The project, the brainchild of Professor Grigoris Antoniou at the University of Huddersfield, harnesses AI technology to fast-track help for those with an obvious diagnosis.

“There are long and growing waiting lists, as people wait to be diagnosed and treated, and this can result in adverse effects on their work, their social life and their family life,” said Professor Antoniou.

He said one reason for the lengthening waiting time is the shortage of specialist clinicians able to make a full diagnosis.

“So, we set out to use AI to provide help with decisions. The idea is that the AI technology will be able to identify the clear-cut cases. In many cases, the data itself more or less tells us whether it is a ‘yes’ or a ‘no’ for further treatment.

“The technology is fully embedded in a clinical pathway, which ensures there will always be a clinician who can override what the AI says.”

Data routinely collected prior to an ADHD diagnosis is fed into an AI algorithm and produces three outcomes – yes or no to further treatment or an unclear result that requires further assessment of the patient.

Professor Antoniou said two types of AI technology had been harnessed for the project.

“One is machine-learning-based. We took data from previous cases and trained a prediction model,” he said.

“The second method is knowledge-based. We worked with clinical experts and asked what their diagnosis would be if they are faced with this data.
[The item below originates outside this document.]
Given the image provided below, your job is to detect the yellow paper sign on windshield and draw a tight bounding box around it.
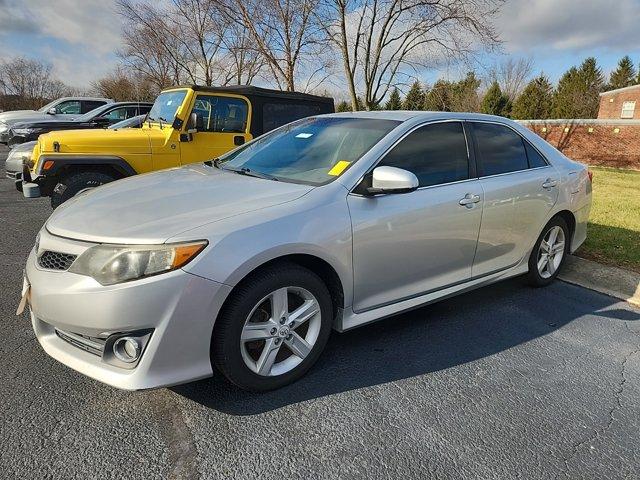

We then encoded this knowledge.”

Professor Antoniou is a globally acknowledged expert in AI and has already helped to develop its potential to predict suicide risk in mental health patients.

The AI solution to diagnosis was developed by Professor Antoniou with his collaborator Professor Marios Adamou, a consultant psychiatrist at South West Yorkshire NHS Trust and a visiting professor at the University of Huddersfield.

“It is the close interplay of AI and medical expertise that has made this development possible,” Professor Antoniou said.

“It is important to have such interdisciplinary collaborations between computer science and health science at Huddersfield.”

The technology could result in significant cost savings for the National Health Service.

The project is being backed by Grow MedTech, which provides specialist support for innovation in medical technology, involving a consortium that includes Leeds, York, Bradford, Sheffield Hallam and Leeds Beckett universities.

Its assistance will enable Professor Antoniou and his collaborators to explore the commercialisation of the product.

The work is taking place at the university’s Planning, Autonomy and Representation of Knowledge Research Centre under the leadership of Professor Antoniou with researchers Ilias Tachmazidis and Tianhua Chen.

The UK has an estimated 1.5 million adults with ADHD. In adults, it can cause emotional symptoms that include extreme irritability, low self-esteem and a sense of insecurity, trouble staying motivated and hypersensitivity to criticism. These problems can result in poor organisational skills, trouble starting and finishing projects, and chronic lateness.

The Royal College of Psychiatrists has also said that people with ADHD were more likely to be involved in criminal behaviour or become suicidal.